Shakespeare’s Tragic Heroes
Rabon also turned to Shakespeare, whose tragedy “Hamlet” featured what he called Shakespeare’s “most enigmatic character.”

“Was he crazy, or was he just pretending to be crazy?” he asked. Rabon is a particular fan of Hamlet and publishes a free monthly newsletter on interviewing called “Hamlet’s Mind,” which is available at

“Go back and reread ‘Hamlet,’ because that whole thing is about interviewing people and asking people questions and evaluating their answers,” Rabon advised.

Inspiration also comes from another of Shakespeare’s tragic heroes, Othello, who kills his wife Desdemona out of jealousy provoked by his envious friend Iago.

“With the actions of Othello, we were able to attach what he did—and how he justified what he did—to the rationalization aspect of the fraud triangle,” said Rabon. “We also looked at how Iago got Othello to come to believe that his wife Desdemona was running around with Cassio when that wasn’t the case. We looked at how Iago used his persuasive techniques to influence Othello’s behavior.”

Even Shakespeare’s Sonnets can inspire fraud examiners. “Sonnet 138 describes the relationship between an older man and a younger woman and how they use deception to make that relationship work,” said Rabon. “It starts off with, ‘When my love swears that she is made of truth, I do believe her though I know she lies.’ We explored the whole concept of deception and went deeply into the dynamics of deception.”

Off to See the Wizard
From Shakespeare, Rabon moved on to discussing L. Frank Baum’s “The Wizard of Oz” at his workshops.

“Then we went to the Land of Oz,” he recalled. “Some of you went with me and some of you never came back.”

A good interviewer, like the Tin Man, needs to have a heart, with the capacity to understand, Rabon pointed out. Like the Scarecrow, he also needs to have a brain with the capacity to adjust to the changing environment of the interview. And like the Cowardly Lion, he needs to have courage with the will to succeed. “In that, we place an emphasis on the ability to persevere,” Rabon added. “In some cases, particularly where we’re talking about persuasion, it’s going to take perhaps a bit longer to get somebody to tell you something they don’t want to tell you, particularly if the downstream consequences of what they’re going to tell you are going to be adverse to that individual.”

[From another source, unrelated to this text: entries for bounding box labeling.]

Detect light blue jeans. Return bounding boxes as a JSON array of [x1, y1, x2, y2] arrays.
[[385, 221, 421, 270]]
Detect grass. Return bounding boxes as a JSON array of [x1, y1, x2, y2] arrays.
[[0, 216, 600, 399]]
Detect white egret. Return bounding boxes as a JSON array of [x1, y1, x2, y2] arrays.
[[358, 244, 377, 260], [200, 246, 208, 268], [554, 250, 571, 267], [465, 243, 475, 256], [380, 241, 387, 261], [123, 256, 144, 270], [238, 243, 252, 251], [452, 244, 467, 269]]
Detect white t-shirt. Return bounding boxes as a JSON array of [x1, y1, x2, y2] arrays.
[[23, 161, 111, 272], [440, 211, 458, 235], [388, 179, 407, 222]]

Dr. Jekyll and Sherlock Holmes
Next up in the literary canon of fraudster interviewing classics is Robert Louis Stevenson’s “Dr. Jekyll and Mr. Hyde.”

“We related that whole dynamic to the fraud triangle, because in his suicide note, Dr. Jekyll wrote this: ‘That which I drank did not turn me into a monster,’ he said. ‘That which I drank released the monster that was in me all along.’ We attach that to the suppression rationalization. It may very well be that an individual comes into contact with a situation in life. This individual up to this point can be as honest as the day is long, but in that situation it could release the fraudster that was in that individual all along. This is why those of us that investigate fraud can never preclude anybody because we can’t look to that person’s past to predict that individual’s future. It may just be that the individual has never experienced this circumstance. Just because the circumstance that this individual is experiencing would not motivate us to fraud doesn’t necessarily mean it wouldn’t motivate that individual to fraud.”

From Dr. Jekyll, Rabon moved on in his next workshop to another fictitious resident of Victorian-era London, Sir Arthur Conan Doyle’s Sherlock Holmes. “We looked at 12 different elicitation techniques that we can use to get information from people without having to ask them questions, and we paid particular attention to Holmes’s ‘The Sign of the Four.’ We took part of that particular story and we looked at all the different elicitation techniques. We looked at some video clips of it and then read some of it.”

Poe and Looney Tunes
From there, he moved on to a schoolboy described in Edgar Allan Poe’s short story, “The Purloined Letter,” who wins all the marbles because of his proficiency at guessing whether his schoolmates have an odd or even number of marbles concealed in their hands.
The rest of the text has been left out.